Selon celle-ci, le salaire horaire minimum pour un étudiant ne peut pas descendre en dessous de 21,49 kuna, et un étudiant travaillant un jour férié, en heures supplémentaires, de nuit ou le dimanche aura droit à une augmentation de la compensation de travail de 50 pour cent. De plus, l’étudiant recevra une compensation pour les frais de déplacement et un repas chaud. L’une des nouveautés significatives dans le nouveau projet de loi sur le travail étudiant est que les étudiants à temps partiel sont désormais équivalents aux étudiants à temps plein, à condition qu’ils n’aient pas d’activités professionnelles pendant leurs études.
Le projet de loi devrait bientôt être présenté au Gouvernement, et il légalise pratiquement la situation existante. Les employeurs se voient conférer de larges pouvoirs pour utiliser une main-d’œuvre moins chère au détriment des formes traditionnelles d’emploi.
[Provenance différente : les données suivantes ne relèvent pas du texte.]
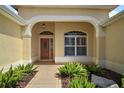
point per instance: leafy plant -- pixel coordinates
(12, 76)
(122, 81)
(94, 69)
(72, 70)
(8, 79)
(29, 68)
(81, 82)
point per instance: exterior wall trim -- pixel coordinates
(82, 59)
(113, 19)
(9, 14)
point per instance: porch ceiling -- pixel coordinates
(110, 7)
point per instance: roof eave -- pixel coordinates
(113, 19)
(9, 14)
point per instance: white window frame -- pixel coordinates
(75, 36)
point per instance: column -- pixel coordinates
(100, 46)
(27, 44)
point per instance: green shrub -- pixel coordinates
(29, 68)
(12, 76)
(8, 79)
(81, 82)
(94, 69)
(122, 81)
(72, 69)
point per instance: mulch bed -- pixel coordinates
(107, 74)
(27, 78)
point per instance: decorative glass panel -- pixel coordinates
(75, 33)
(69, 41)
(69, 51)
(81, 51)
(81, 40)
(46, 33)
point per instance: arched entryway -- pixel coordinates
(99, 35)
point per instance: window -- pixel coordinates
(75, 43)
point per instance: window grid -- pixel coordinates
(76, 45)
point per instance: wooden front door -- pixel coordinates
(46, 47)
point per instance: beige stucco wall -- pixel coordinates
(115, 45)
(10, 42)
(63, 27)
(29, 12)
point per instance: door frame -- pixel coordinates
(39, 50)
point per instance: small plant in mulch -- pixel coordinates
(81, 82)
(72, 69)
(11, 78)
(122, 81)
(94, 69)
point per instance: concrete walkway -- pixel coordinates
(45, 77)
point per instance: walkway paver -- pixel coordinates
(45, 77)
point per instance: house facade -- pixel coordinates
(62, 34)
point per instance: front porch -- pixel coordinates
(65, 42)
(46, 76)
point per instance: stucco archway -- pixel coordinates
(99, 33)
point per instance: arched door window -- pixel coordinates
(75, 43)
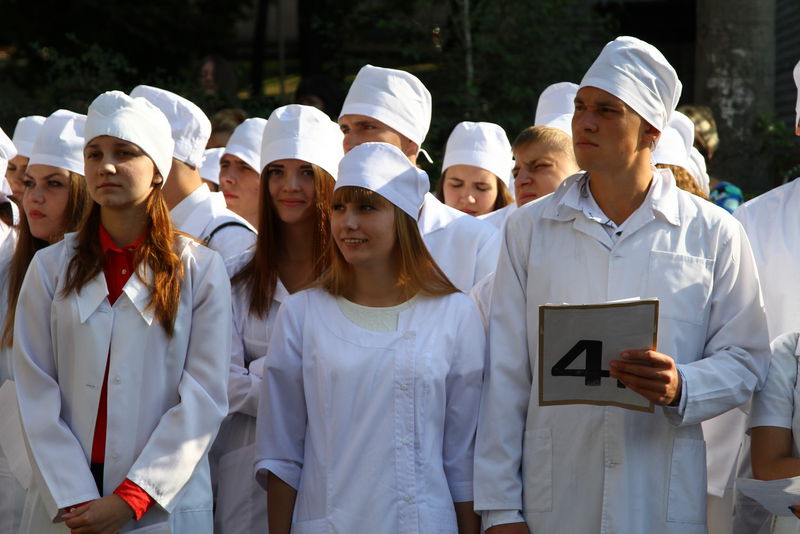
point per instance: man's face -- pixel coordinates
(607, 134)
(359, 129)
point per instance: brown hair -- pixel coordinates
(260, 274)
(156, 251)
(684, 179)
(502, 200)
(418, 272)
(78, 205)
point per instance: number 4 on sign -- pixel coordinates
(592, 372)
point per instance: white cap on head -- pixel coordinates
(60, 142)
(639, 75)
(134, 120)
(7, 151)
(384, 169)
(480, 144)
(190, 126)
(25, 134)
(796, 75)
(305, 133)
(209, 169)
(676, 141)
(245, 142)
(556, 106)
(395, 97)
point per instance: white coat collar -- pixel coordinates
(436, 215)
(94, 294)
(662, 198)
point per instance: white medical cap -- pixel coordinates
(134, 120)
(480, 144)
(209, 170)
(639, 75)
(25, 134)
(384, 169)
(245, 142)
(60, 142)
(190, 126)
(7, 151)
(796, 75)
(305, 133)
(395, 97)
(556, 106)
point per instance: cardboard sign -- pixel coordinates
(576, 344)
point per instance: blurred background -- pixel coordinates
(482, 60)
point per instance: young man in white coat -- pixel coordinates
(620, 230)
(194, 209)
(393, 106)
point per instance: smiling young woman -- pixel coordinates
(87, 361)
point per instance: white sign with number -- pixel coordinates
(576, 344)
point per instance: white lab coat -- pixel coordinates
(202, 211)
(464, 247)
(581, 468)
(241, 502)
(374, 429)
(778, 405)
(498, 217)
(772, 223)
(166, 396)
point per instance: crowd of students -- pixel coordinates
(326, 346)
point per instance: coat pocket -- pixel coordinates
(682, 284)
(687, 482)
(537, 471)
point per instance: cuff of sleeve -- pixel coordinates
(491, 518)
(138, 499)
(675, 414)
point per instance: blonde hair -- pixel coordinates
(418, 272)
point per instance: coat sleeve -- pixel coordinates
(243, 386)
(185, 432)
(282, 414)
(58, 457)
(507, 387)
(463, 391)
(736, 356)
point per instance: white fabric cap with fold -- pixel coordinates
(395, 97)
(134, 120)
(60, 142)
(305, 133)
(25, 134)
(638, 74)
(556, 106)
(480, 144)
(7, 151)
(190, 126)
(384, 169)
(209, 170)
(245, 142)
(796, 74)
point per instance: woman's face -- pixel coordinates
(470, 189)
(291, 189)
(239, 182)
(119, 175)
(15, 174)
(45, 198)
(364, 233)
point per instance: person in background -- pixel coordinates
(384, 336)
(393, 106)
(23, 139)
(123, 322)
(476, 169)
(239, 178)
(194, 209)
– J’imposerais une limite de travail par le biais de contrats étudiants jusqu’à 23-25 ans. Sinon, il arrive qu’un étudiant prolonge ses études, survive grâce aux services étudiants et prenne un emploi à un travailleur. Il n’est pas normal que les étudiants effectuent des travaux réguliers, a commenté Ljubo Jurčić, professeur à la Faculté d’économie de Zagreb et ancien ministre de l’Économie.